State and federal regulations require health care facilities to report certain “incidents” to the Indiana State Department of Health (“ISDH”). Both the ISDH and the Centers for Medicare & Medicaid Services (“CMS”) have expectations of the timing in which a facility must report an incident. The current expectations and rules for both the ISDH and CMS are below; please note, however, that the standards may change once CMS issues the long-awaited memorandum concerning reporting allegations of abuse and neglect. Furthermore, it is likely that the ISDH will alter its guidance to align with CMS once the memo is issued.
According to the ISDH Division of Long Term Care, current CMS regulation concerning incident reporting takes precedent over that of the ISDH policy, and any facility must ensure that incidents are reported to the Administrator and ISDH immediately. The federal regulation, 42 C.F.R. §483.13(c)(2), states the following concerning timeliness of reporting incidents:
The facility must ensure that all alleged violations involving mistreatment, neglect, or abuse, including injuries of unknown source and misappropriation of resident property are reported immediately to the administrator of the facility and to other officials in accordance with State law through established procedures (including to the State survey and certification agency).
The ISDH Division of Long Term Care has indicated that CMS interprets the regulation so that the term “immediately” applies both to reporting to the Administrator and reporting to “other officials in accordance with State law through established procedures.” Id. Furthermore, CMS has maintained that “immediately” means “as soon as possible, but ought not exceed 24 hours after discovery of the incident.”
Guidance from the ISDH Reportable Incidents Policy, accessible in the Members Only section of the IHCA website, is the main source of confusion on whether the Indiana standard for reporting is immediately or within 24 hours. The first sentence of the Indiana guidance states, “Facilities are required by law to report unusual occurrences within 24 hours of occurrence to the Long Term Care Division.” Through discussions with the ISDH Division of Long Term Care, this sentence is not accurate and needs to be revised. However, the language in the Reportable Incidents Policy will not likely change until CMS issues the memo regarding F 223.

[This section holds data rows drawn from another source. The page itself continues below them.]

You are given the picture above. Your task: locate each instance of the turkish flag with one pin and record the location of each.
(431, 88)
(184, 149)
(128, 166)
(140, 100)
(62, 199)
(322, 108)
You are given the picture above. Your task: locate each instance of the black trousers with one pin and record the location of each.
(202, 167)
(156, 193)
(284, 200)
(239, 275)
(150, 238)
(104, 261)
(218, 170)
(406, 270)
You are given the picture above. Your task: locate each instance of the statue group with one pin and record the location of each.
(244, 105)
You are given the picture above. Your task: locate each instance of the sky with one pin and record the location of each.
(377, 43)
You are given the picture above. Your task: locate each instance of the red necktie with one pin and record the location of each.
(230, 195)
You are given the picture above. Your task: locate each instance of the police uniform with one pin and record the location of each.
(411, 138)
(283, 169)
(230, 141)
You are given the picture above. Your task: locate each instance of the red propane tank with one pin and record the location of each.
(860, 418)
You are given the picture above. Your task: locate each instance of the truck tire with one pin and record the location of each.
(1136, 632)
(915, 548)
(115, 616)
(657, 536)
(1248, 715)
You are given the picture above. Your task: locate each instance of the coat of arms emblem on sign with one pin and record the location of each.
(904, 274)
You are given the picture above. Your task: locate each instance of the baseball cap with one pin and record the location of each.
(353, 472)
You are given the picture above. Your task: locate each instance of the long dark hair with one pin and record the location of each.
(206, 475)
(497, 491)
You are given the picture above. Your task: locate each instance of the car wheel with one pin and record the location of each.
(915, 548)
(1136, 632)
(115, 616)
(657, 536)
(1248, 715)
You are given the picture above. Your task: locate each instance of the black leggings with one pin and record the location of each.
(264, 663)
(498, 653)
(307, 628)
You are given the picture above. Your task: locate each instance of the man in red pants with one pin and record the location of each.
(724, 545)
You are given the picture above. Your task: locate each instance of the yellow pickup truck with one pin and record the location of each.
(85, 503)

CMS surveyors are beginning to cite facilities for alleged failures to report incidents immediately through look-behind surveys. Because of the increased CMS oversight, the ISDH may be changing its approach and begin to more aggressively cite facilities for not reporting incidents immediately. An example of a citation concerning incident reporting in which a facility was cited for failing to report immediately is also available in the Members Only section. Please note that the facility in this example reported 24 hours after the incident occurred, and referenced the ISDH guidance on the 24 hour reporting requirement. This incident should have been reported sooner.
Below are best practices and key points regarding the current legislation and requirements to comply with ISDH and CMS guidelines for incident reporting.
• “Immediately” does not mean a 24 hour grace period exists to report an incident.
• “Immediately” means as soon as possible once the resident is safe and protected.
o An example of the immediacy required: If an allegation of abuse has been made and the resident is bleeding, stop the bleeding and then immediately notify the ISDH. You do not stop the bleeding, suspend the employee(s), take witness statements, draw conclusions, and then finally notify the ISDH.
• Use best judgment and report as soon as possible when dealing with “degrees” of incidents, including the time of day in which incidents take place. A common concern is immediate reporting in the middle of the night when the alleged incident is not especially grave or injurious (for example: a bruise of unknown origin discovered at 2a.m.). Immediate in this circumstance may not require an ISDH report by 2:30 a.m.. However, if an allegation of an employee hitting a resident is made at 2 a.m., a report to the ISDH as soon as possible once the resident is safe and protected (which may also require the removal and suspension of the employee) is required. A reasonable time to do this may be an hour, or perhaps a bit more.
• Educate facility staff. The 24 hour window that most believe exists before an incident report must be submitted does not likely exist at all.